Indulto a Lula. Afinal, o que é que Haddad pretende fazer?
[Lula] não pede [um indulto]. É engraçado vocês me pedirem para me posicionar sobre algo que o presidente não está pedindo. Ele está pedindo um julgamento justo”.
A possibilidade de um indulto presidencial por parte de Haddad a Lula tem marcado a campanha do PT — até porque, dentro do partido, não parece haver um entendimento claro quanto a essa possibilidade.
O tema veio à tona quando o governador do estado de Minas Gerais, o petista Fernando Pimentel, disse: “Vamos eleger Haddad Presidente da República, e eu tenho a certeza de que, eleito, o Haddad irá assinar no seu primeiro dia de governo um indulto para o Presidente Lula, irá tirá-lo desta prisão injusta e arbitrária”. Dias depois, Haddad procurou ele próprio negar essa hipótese, resguardando-se nas supostas palavras do ex-Presidente: “Lula é o primeiro a dizer que não quer favor, quer reconhecimento do erro do judiciário”. E, aí, foi claro: “Não.
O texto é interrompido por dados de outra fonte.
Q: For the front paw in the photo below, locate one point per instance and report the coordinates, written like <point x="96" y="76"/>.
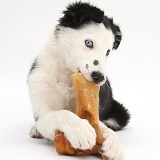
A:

Não ao indulto”.
Mas o tema não acabou por aí. Uma semana depois, a presidente do PT, Gleisi Hoffmann, já falava do indulto com normalidade. Apesar de repetir que essa não era a vontade do ex-Presidente, Gleisi Hoffmann disse ainda assim que “o indulto é uma previsão constitucional” e que “não veria problema nenhum” na sua utilização.
Já na segunda volta, Haddad passou do “Não. Não ao indulto” para a ambiguidade. Quando o El País Brasil lhe perguntou se ele descartava um indulto a Lula, o candidato do PT respondeu: “Ele não pede. É engraçado vocês me pedirem para me posicionar sobre algo que o presidente não está pedindo. Ele está pedindo um julgamento justo”. Mas e se Lula mudar de ideias e, de repente, pedir um indulto? A pergunta não foi feita — mas também não é certo que Haddad encontrasse uma resposta por entre os esqueletos que tem no armário.